Partikel ini beresonansi dengan potensinya dalam gelombang yang secara teoritis merambat hingga tak terbatas. Adalah mungkin untuk membandingkan spektrum kemungkinan ini dengan dirinya sendiri dengan cara yang sama seperti gelombang di permukaan kolam dapat terbelah dan bergabung kembali untuk membentuk pola interferensi yang dapat dikenali.
Namun setiap benturan dan dorongan di dalam riak-riak ini saat menyebar saling terkait satu sama lain, membatasi rentang kemungkinan yang terbuka baginya. Pola interferensi berubah dengan cara yang ditandai, membatasi hasil pada proses yang digambarkan fisikawan sebagai hilangnya koherensi, atau dekoherensi.
Ini adalah proses yang dipertimbangkan fisikawan Dane Danielson, Gautam Satishchandran, dan Robert Wald dalam eksperimen pemikiran yang akan mengarah pada paradoks yang menarik.

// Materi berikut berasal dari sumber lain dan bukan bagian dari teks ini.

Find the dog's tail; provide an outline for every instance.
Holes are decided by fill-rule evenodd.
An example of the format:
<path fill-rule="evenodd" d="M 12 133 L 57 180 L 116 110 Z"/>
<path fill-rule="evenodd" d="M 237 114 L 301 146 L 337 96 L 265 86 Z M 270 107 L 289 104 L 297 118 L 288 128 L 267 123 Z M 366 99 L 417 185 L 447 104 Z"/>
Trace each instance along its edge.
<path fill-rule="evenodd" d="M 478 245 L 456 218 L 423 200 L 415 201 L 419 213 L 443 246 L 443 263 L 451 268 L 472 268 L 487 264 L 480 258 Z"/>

Seorang fisikawan yang mengintip ke dalam kotak untuk mendeteksi cahaya yang dipancarkan oleh sebuah partikel pasti akan menjerat sekelilingnya dengan gelombang partikel tersembunyi, menyebabkan tingkat dekoherensi tertentu.
Tetapi bagaimana jika orang lain menoleh ke belakang dan menangkap cahaya yang dipancarkan oleh partikel dengan matanya? Demikian pula, dengan menjerat diri mereka sendiri dengan cahaya yang dipancarkan oleh partikel, mereka akan membatasi kemungkinan ini di dalam gelombang partikel, mendistorsinya lebih jauh.
Dan jika pengamat kedua berdiri di planet yang jauh, bertahun-tahun cahaya, mengintip ke dalam peti melalui teleskop? Di sinilah menjadi aneh.
Meskipun butuh waktu bertahun-tahun untuk riak elektromagnetik untuk keluar dari kotak, pengamat kedua masih menjerat partikel. Menurut teori kuantum, ini juga akan menyebabkan perubahan nyata pada gelombang partikel, sesuatu yang mungkin telah diperhatikan oleh pengamat pertama jauh sebelum seorang kolega di dunia yang jauh mulai membangun teleskopnya.
Tapi bagaimana jika pengamat kedua menghilang jauh ke dalam lubang hitam? Cahaya dari kotak mungkin dengan mudah menyelinap melalui cakrawalanya, jatuh ke jurang ruangwaktu yang bengkok, tetapi menurut aturan relativitas umum, tidak ada informasi tentang nasibnya yang saling terkait dengan pengamat kedua yang dapat merembes masuk.
Entah apa yang kita ketahui tentang fisika kuantum salah, atau kita memiliki beberapa masalah serius yang harus diselesaikan dengan relativitas umum.
atau, berdasarkan Danielson, Satishchandran dan Wald, pengamat kedua kami yang tidak berhubungan. Garis tidak bisa kembali di sekitar lubang hitam, yang dikenal sebagai cakrawala peristiwa, bertindak sebagai pengamat itu sendiri, yang pada akhirnya mengarah ke dekoherensi, hampir semuanya. Seperti gerombolan mata raksasa melintasi alam semesta, menyaksikan alam semesta terbentang.
merayap belum? Ini semakin buruk.
Lubang hitam bukan satu-satunya fenomena di mana ruang-waktu membentang menjadi jalan satu arah. Objek apa pun yang cukup dipercepat mendekati kecepatan cahaya, pada kenyataannya, pada akhirnya akan mengalami semacam cakrawala di mana informasi yang dipancarkannya tidak dapat dikembalikan.
Menurut sebuah studi baru-baru ini oleh ketiganya, ini “Rindler HorizonsItu juga dapat menghasilkan jenis dekoherensi serupa dalam keadaan kuantum.
Ini tidak berarti bahwa alam semesta sadar dengan cara apa pun. Alih-alih, kesimpulannya dapat mengarah pada teori objektif tentang bagaimana keadaan kuantum menyelesaikan pengukuran absolut, dan mungkin di mana fisika gravitasi dan kuantum bertemu untuk menjadi satu teori fisika yang komprehensif.
Alam semesta masih rusak, setidaknya untuk saat ini.
Yang bisa kami katakan adalah memperhatikan ruang ini.
Penelitian ini telah dipublikasikan di arXiv.